With that came the ending of my confidence in my relationships, the ending of my trust in academic validation, and the end of a world where I wasn't trying to avoid stigma in one sense or another. I lost my unquestioning certainty in my religion. I thought that I was going to be something grandiose one day, I thought that the alternative was to be nothing, and I thought that my path to a fulfilling life would be special and set on a pedestal and inevitable. Needless to say, that hasn't been the case, and I started to realize all of this and more as this story was coming out. 

I didn't really have someone to talk through this realization with at the time, but it wouldn't have made a difference because I didn't have the words to describe what I was feeling or the context to realize that it was worth saying something about. To be fair, I'm not usually this open or introspective regardless, so I don't blame anyone else for this. I don't think that, even if you had asked me if something was bothering me, that I would have said anything that might have helped. What I did have was a fanfiction narrative with a teenage girl as the protagonist, and I had control over that narrative. 

So I did what we all do: I projected. 

I didn't have a witness or a comforter for the death of all of these things that I now view as the end of my childhood. Neither did Ahsoka. She died on an abandoned planet, at the end of a war she had lost, already marked as 'Killed In Action.' She was a child when she died, only eighteen years old. I wasn't even eighteen when I finished this trilogy. 

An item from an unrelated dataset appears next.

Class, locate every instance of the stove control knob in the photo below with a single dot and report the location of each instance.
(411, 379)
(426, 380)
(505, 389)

But Ahsoka had someone there. She had Anakin and Obi-Wan and Rex and Artoo and Jesse and all the other clone troopers there to pay respects to the good Ahsoka had done and what she meant to them. That message still stands: it matters what we do, even if it doesn't change the ending. Good things are still good things even if they end. To be good and to have been good is enough. Just because Ahsoka died didn't mean that people stopped caring about her. She echoed through that universe through the Naberrie Family, through Caleb, through the clone troopers, and through the Gauges and Gears staff. 

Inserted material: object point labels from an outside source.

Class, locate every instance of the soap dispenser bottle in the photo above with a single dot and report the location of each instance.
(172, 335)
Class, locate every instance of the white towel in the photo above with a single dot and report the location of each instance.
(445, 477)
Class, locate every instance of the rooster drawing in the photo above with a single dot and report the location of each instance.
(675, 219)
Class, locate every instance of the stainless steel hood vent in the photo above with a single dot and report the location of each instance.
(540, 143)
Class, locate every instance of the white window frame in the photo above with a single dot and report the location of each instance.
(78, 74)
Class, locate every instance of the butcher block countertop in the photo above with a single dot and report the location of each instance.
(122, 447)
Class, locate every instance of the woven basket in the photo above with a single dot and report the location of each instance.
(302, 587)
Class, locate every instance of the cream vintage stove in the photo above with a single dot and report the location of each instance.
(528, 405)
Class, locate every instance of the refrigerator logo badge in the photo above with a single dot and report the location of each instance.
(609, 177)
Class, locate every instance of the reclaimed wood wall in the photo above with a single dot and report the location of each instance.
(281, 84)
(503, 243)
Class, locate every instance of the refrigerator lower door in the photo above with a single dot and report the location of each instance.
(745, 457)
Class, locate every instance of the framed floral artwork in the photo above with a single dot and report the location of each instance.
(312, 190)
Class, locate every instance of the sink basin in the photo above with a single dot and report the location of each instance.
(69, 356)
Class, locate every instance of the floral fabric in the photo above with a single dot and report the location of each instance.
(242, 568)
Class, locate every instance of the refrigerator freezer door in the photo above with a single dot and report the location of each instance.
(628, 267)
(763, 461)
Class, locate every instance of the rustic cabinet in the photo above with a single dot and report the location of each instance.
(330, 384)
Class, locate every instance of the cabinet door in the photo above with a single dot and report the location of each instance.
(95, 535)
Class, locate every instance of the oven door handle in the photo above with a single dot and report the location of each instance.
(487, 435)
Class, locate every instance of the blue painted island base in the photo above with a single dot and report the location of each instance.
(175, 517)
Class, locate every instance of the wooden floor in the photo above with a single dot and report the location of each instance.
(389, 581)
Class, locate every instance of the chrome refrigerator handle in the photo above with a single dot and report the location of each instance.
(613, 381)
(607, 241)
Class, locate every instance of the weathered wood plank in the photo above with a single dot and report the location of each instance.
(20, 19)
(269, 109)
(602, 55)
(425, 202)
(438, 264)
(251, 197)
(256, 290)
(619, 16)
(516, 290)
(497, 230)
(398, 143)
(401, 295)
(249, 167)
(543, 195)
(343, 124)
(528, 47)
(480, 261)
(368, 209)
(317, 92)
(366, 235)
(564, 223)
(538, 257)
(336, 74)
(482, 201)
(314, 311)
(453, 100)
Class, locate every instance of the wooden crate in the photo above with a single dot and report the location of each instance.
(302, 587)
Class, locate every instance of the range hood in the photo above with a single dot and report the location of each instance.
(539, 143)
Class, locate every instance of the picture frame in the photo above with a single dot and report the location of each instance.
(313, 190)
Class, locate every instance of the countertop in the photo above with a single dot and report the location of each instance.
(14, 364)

The death of all of these things I was losing didn't get a funeral, or a tear-filled sunset, or a kneeling moment of silence. It got a few nights crying to myself in the dark. It seemed like no one else noticed all of the things that I took for granted that I lost without realizing what was happening. I didn't want to lose those good things. I didn't want to lose those good things, and it seemed like I was the only one who felt that way. It was like standing over an unmarked grave by myself. No one seemed to recognize what I was mourning. 

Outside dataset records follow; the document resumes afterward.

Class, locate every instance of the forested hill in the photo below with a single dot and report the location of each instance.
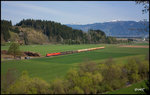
(31, 31)
(53, 30)
(118, 28)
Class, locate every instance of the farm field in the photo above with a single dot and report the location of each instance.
(49, 68)
(44, 49)
(130, 89)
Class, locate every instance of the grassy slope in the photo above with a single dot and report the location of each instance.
(50, 68)
(43, 49)
(130, 89)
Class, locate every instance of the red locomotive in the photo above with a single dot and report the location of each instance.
(53, 54)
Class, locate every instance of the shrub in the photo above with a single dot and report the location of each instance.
(27, 85)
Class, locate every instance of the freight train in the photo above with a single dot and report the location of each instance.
(70, 52)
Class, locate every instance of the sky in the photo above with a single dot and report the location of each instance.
(72, 12)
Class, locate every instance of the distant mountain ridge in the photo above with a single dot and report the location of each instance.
(117, 28)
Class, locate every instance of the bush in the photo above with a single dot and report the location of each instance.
(27, 85)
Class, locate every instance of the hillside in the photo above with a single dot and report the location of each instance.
(31, 31)
(117, 28)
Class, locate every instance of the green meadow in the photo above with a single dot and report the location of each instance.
(49, 68)
(130, 89)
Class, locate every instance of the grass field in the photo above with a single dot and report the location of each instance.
(51, 67)
(130, 89)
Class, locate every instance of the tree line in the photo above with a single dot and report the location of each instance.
(90, 78)
(58, 33)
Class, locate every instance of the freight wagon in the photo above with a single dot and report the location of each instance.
(53, 54)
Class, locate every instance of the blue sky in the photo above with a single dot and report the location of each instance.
(72, 12)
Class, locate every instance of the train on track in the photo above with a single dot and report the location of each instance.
(70, 52)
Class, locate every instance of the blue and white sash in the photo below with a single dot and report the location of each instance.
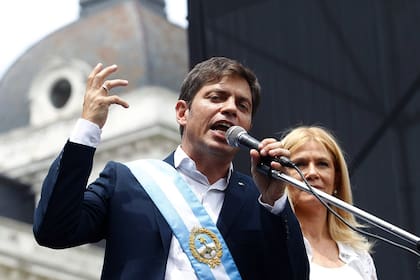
(192, 226)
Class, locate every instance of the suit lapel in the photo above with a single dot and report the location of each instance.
(236, 195)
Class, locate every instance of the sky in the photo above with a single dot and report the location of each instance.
(25, 22)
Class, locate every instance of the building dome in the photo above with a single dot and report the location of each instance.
(47, 82)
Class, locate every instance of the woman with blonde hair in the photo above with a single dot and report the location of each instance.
(334, 249)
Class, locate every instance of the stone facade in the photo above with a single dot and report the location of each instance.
(39, 113)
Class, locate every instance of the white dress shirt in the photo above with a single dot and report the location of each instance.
(211, 195)
(357, 265)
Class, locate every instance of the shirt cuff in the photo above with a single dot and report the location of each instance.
(86, 133)
(279, 205)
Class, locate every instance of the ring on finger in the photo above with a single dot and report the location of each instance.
(105, 88)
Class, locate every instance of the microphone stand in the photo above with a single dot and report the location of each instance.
(343, 205)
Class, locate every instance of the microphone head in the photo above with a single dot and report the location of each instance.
(232, 135)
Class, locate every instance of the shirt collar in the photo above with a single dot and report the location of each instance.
(345, 252)
(184, 164)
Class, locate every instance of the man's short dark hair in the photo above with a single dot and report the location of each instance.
(213, 70)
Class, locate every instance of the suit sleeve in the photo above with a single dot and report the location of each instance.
(284, 235)
(68, 213)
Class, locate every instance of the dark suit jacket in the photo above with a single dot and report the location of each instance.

And to be fair, neither did I. Not until that commenter on AO3 pointed out that this ending didn't make sense for the narrative. It made sense to me, it always made sense to me, which is why I built up to it and prepared for it in advance. I tried to defend my decision, but that comment stayed with me for over a year until tonight when I finally put the pieces together. I had a message to share, but it was in the wrong story. It didn't fit quite right with the rest of the narrative. I don't know what ending would have been a better fit, and I'll never know. Maybe someone else will find it one day. All I know is that this message and this ending could have done more in a different setting, in a different story.